Xerxes was furious with Pythius, noting that he himself, his sons, brothers, kinsmen and friends were all marching to war. He announced that the very son Pythius wanted with him would be executed immediately. His body was then cut in two pieces and the army marched between the two pieces (Book VII: 38-40). Again, the king’s anger might be expected and this action no doubt had an important symbolic meaning. Such power to carry out his whim in a moment is in character with the king of Esther.

Treating those who were on his side as he did, there should be little wonder how Xerxes would treat the dead body of his enemy Leonidas. Surveying the Thermopylae battlefield afterwards, the body of Leonidas, king of Sparta, was identified for him. Xerxes ordered his head cut off and impaled on a stake. Herodotus especially commented on this display of anger and hatred against Leonidas, personally. He called it shameful and noted that the Persians usually honor those who show themselves valiant in fight more highly than any other nation he knew (Book VII: 238).

The king described in Herodotus displays many traits similar to the king in Esther. While it might be suggested that such traits could be used to describe almost any ancient king, the facts remain that the same man is described the same way in the two separate ancient accounts.


To date, the Persian period in the ancient Near East is not as well known as even earlier periods. The international conflicts in that region since 1979 have greatly inhibited archaeological excavations in both Iran and Iraq. In Iran (modern Persia), policies of the present government indicate little enthusiasm for such prospects in the near future.
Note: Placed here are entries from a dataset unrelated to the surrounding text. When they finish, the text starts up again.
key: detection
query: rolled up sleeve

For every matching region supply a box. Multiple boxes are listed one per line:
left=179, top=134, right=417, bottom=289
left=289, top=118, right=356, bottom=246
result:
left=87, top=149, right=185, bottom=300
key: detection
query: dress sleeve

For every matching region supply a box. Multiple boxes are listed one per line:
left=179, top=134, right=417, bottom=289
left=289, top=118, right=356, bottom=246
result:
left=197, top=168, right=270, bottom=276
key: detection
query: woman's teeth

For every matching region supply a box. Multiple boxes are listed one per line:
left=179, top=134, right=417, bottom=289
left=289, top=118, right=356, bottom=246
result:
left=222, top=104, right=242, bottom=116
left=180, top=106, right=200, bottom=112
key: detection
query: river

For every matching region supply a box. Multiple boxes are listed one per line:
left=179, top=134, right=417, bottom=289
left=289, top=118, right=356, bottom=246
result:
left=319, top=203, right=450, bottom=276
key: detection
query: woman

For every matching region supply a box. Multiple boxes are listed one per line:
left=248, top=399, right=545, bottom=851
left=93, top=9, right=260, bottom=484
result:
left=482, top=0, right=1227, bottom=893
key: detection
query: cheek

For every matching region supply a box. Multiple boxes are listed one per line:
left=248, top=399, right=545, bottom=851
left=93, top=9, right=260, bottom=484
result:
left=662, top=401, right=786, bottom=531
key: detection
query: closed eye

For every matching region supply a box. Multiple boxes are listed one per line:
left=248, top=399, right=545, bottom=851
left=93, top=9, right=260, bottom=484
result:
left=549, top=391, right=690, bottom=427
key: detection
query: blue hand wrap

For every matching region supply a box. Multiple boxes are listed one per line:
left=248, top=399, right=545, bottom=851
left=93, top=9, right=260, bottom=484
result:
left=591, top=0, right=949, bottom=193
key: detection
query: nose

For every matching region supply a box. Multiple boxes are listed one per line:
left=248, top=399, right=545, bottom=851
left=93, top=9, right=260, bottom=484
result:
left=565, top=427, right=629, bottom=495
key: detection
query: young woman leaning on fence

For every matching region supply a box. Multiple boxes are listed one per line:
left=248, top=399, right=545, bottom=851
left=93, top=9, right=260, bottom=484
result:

Biblical connections to both Iran and the Persian period are also minimal and have not progressed greatly in recent decades. Over the years I have come to appreciate the message of Esther. The Baltimore Running Festival has also encouraged me to appreciate the historical context of the book of Esther even more.


Herodotus. 1942 The Persian Wars. Translated by George Rawlinson, (New York: Random House).

Herodotus. 1972 The Histories. Translated by Aubrey de Selincourt, (Baltimore: Penguin).

Spartathlon. Accessed 10/30/10

Yamauchi, Edwin M. 1996 Persia and the Bible. Grand Rapids, MI: Baker).

* For the sake of identification of paragraphs, the edition of Herodotus referenced in this article was Herodotus: the Persian Wars translated by George Rawlinson Random House: New York 1942.